Entre aqueles que se mostram contra as pesquisas com células-tronco embrionárias, sob a alegação de que, além de antiéticas, estariam criando a possibilidade de serem produzidos embriões humanos apenas para servir de fonte de células-tronco, existe ainda o temor de que surja um mercado clandestino para comercializá-los. Além disso, há também os que acreditam que esse seria o primeiro passo para a liberação do aborto.
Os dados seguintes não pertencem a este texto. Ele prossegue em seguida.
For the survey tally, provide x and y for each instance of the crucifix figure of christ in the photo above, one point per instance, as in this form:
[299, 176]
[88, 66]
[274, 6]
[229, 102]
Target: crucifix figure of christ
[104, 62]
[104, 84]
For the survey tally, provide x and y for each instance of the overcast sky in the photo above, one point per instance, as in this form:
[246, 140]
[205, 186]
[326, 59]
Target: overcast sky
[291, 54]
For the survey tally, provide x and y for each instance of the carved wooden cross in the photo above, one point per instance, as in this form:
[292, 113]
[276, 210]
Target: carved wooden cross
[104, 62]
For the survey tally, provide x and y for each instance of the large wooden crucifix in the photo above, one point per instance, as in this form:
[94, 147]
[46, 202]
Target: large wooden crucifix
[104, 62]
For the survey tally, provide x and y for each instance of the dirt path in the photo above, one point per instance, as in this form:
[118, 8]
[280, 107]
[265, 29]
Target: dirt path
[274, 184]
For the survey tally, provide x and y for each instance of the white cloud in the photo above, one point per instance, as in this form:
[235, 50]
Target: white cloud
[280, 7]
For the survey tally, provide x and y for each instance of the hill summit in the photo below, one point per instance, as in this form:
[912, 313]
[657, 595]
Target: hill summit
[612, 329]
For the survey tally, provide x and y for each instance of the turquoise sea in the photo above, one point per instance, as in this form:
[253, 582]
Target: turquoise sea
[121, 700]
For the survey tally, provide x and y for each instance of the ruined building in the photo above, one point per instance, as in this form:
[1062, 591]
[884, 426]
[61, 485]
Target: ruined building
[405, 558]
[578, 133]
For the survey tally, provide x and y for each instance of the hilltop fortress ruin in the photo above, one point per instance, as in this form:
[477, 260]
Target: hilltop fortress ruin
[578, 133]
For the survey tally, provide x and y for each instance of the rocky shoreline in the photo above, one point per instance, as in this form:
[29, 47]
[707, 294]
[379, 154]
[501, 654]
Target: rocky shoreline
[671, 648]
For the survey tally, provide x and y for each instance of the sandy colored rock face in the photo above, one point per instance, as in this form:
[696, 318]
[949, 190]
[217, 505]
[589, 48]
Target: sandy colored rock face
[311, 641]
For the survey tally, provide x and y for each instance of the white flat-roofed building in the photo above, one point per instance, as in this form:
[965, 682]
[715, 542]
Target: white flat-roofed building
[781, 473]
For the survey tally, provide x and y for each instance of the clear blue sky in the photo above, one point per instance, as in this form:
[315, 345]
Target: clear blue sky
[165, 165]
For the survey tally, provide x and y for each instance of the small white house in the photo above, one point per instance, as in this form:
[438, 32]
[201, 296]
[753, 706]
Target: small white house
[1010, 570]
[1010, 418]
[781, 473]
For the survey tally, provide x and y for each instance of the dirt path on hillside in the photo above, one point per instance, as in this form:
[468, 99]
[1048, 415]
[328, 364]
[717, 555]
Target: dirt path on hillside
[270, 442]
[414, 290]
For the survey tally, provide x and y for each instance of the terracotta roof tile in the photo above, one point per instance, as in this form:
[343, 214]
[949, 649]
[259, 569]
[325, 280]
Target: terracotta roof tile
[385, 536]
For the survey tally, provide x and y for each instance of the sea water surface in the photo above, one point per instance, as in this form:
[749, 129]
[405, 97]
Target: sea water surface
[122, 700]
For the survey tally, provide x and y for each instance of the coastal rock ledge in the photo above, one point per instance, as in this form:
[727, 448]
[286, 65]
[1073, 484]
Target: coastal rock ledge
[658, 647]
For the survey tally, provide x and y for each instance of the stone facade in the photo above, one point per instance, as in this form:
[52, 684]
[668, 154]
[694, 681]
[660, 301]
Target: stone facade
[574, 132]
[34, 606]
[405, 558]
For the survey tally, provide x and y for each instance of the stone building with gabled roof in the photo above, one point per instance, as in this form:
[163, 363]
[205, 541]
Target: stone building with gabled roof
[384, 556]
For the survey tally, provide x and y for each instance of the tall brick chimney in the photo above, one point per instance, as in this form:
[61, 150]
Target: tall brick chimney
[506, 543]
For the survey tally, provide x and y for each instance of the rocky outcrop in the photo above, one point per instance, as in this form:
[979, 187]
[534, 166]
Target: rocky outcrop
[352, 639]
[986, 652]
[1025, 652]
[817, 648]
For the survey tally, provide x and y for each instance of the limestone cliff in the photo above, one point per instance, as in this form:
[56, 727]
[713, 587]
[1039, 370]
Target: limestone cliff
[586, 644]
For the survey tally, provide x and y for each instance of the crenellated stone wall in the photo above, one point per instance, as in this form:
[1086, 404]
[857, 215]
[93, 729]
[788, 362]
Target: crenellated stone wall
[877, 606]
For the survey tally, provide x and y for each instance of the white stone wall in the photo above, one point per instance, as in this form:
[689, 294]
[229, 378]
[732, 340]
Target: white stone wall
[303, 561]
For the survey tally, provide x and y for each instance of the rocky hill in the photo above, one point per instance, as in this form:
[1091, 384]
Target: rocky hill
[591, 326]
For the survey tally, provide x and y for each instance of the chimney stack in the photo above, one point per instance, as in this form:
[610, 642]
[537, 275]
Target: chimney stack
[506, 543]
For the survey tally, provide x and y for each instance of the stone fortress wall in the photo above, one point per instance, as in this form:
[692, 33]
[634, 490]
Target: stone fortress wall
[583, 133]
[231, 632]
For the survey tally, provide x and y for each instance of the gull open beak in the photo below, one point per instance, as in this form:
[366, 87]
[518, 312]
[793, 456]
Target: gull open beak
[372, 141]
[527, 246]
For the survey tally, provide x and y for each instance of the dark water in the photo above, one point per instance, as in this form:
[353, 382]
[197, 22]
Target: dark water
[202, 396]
As feministas, por sua vez, mostram apreensão quanto à possibilidade de as pesquisas afetarem a saúde das mulheres, assim como sua autonomia no que respeita ao próprio corpo e seus direitos reprodutivos. Documento da Conferência Nacional de Mulheres Brasileiras, de junho de 2002, adota posição contrária à clonagem reprodutiva. Mas as feministas concordam com a pesquisa de células-tronco provenientes de adultos, do cordão umbilical e até de embriões, desde que não sejam criados exclusivamente para pesquisa, como está registrado no manifesto reproduzido no Livro de Saúde das Mulheres de Boston sobre a Clonagem Humana, publicado em junho de 2001.

Quer tenham razão os cientistas, os religiosos, as feministas ou os moralistas, a verdade é que o projeto de lei que tramita no Senado precisa ser discutido por toda a sociedade de forma mais ampla, dada sua importância e o que pode representar para o futuro desenvolvimento da ciência médica no Brasil.